No había duda, pese al hecho de que se suponía que estaban inmersos en la tarea de llevar al mundo a su final, de que aquella pregunta se refería a Thomas Cale.
—Como le dije ayer a Vuestra Santidad, las últimas noticias eran que estaba en Leeds, y seguramente sufriendo los efectos de la disentería… Enfermo, eso sin duda. Ahora se ha ido, pero aún no sabemos adónde.
—¿Habéis puesto más gente a la labor?
—Tal como dije que haría —hizo una pausa— ayer.
—¿Gente buena?
—La mejor.
Eso era bastante cierto por lo visto hasta el momento, que no era mucho, dado que la gente buena que tenía buscando a Cale eran los dos Trevor. Gil había decidido que el fin del mundo, un proyecto que había hecho completamente suyo, tendría lugar antes si iba Cale a anunciárselo a Dios personalmente. La obsesiva creencia de que la muerte del mundo no podía llegar a menos que la administrara Cale era un engaño a los ojos de Gil, una blasfemia que tenía mucho cuidado de no revelar. Para él, Cale no era la encarnación de la ira de Dios: era simplemente un joven delincuente. En cuanto se confirmara su muerte, Bosco tendría que aceptar aquella verdad.
—Si oís algo, quiero saberlo inmediatamente.
—Por supuesto, Santidad.
Había pronunciado estas palabras a modo de despedida, pero Gil no se movió del sitio. Durante la conversación, Bosco no había apartado los ojos del gran mapa de las fuerzas del Eje que estaba extendido sobre una de las cuatro enormes mesas que había en la habitación.
—Supongo que no os preocupará que pueda revelar vuestro plan de atacar el Eje a través de Arnhemland…
—Lejos de aquí, Cale no será más que una espina clavada en su propio corazón. Podría gritar en medio de Kirkgate en día de mercado, y nadie le haría ningún caso… Y menos que nadie Ikard o ese bufón de Zog. ¿Hay algo más?
—Sí, Santidad. El fin del mundo. Se han presentado problemas.
Bosco se rio, encantado.
—¿Esperabais acometer el apocalipsis sin ellos?
—Son problemas con los que no contábamos. —Aquellos días, a Gil le costaba mucho esfuerzo no irritarse con el Pontífice.
—¿Sí…?
—Sacar a las poblaciones de los territorios que hemos anexionado supone desviar más provisiones y material de los que podemos conseguir con facilidad. Hay demasiada gente que mover hacia el oeste, y no suficiente comida ni medios de transporte para emprender esa tarea sin sustraerles la misma cantidad exacta a nuestros militantes. Tenemos que ralentizar a unos o a otros.

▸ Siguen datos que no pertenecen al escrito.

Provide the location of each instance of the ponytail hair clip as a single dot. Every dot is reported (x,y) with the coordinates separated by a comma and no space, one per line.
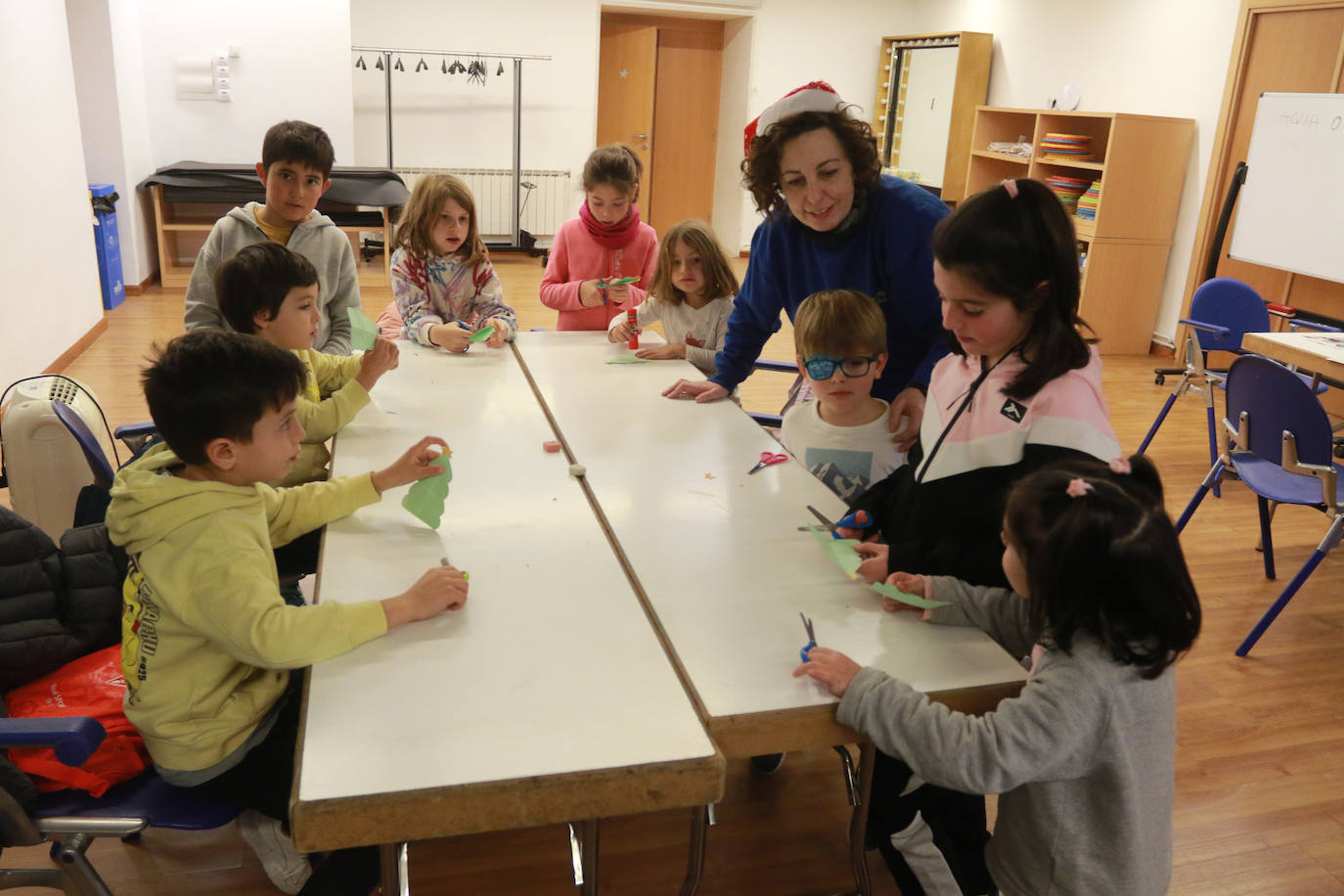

—Pensaré en ello. ¿Qué más?
—Brzca vino a verme. —Brzca era un hombre de gran talento (un genio, si así se quiere ver) en el campo de las matanzas masivas. Estaba al cargo del problema práctico del transporte de prisioneros al oeste, y comenzando el proceso de llevar a su final el más grande error de Dios—. Está teniendo problemas con sus verdugos.
—Tiene completa libertad de acceso a cualquier persona que resulte conveniente entre los soldados. He dejado claro que él tiene prioridad.
—He hecho cuanto me habéis pedido —dijo Gil, cada vez más irritado.
—Entonces ¿cuál es el problema?
—Demasiados verdugos que se están poniendo enfermos. De la cabeza, me refiero.
—Él sabe que esto es una cosa importante, ¿por qué no ha dicho nada hasta ahora?
—La mayoría no han empezado su tarea hasta hace tres meses. Resulta que matar a dos mil personas por semana es algo que les empieza a afectar al cabo de unos meses. Casi la mitad de sus hombres se ven incapaces de seguir. No es difícil de comprender. Yo mismo sé que se trata de algo necesario, y sin embargo no me gustaría tener que hacerlo personalmente. Así está la cosa.
Bosco no dijo nada durante un momento. Se dirigió hacia la ventana. Al cabo de un buen rato, se volvió hacia Gil.
—Ya sabéis que estoy orgulloso de ellos, de mis pobres peones. Cuando pienso en lo que nos vemos obligados a hacer, yo mismo me aterrorizo. Soportar lo que tienen que soportar y seguir siendo personas enteras… Bueno, está claro qué fuerza espiritual se requiere para semejante tarea. ¿Sigue aquí?
—Sí.
—Enviádmelo. Juntos encontraremos el modo de ayudar a nuestros hombres a conseguir la entereza espiritual que hace falta para continuar.
—Santidad…
Gil empezó a retirarse. Bosco lo llamó.
—Conozco a Brzca desde hace tiempo: decidle que no mate a los que le están fallando. Debemos ser indulgentes con la debilidad humana.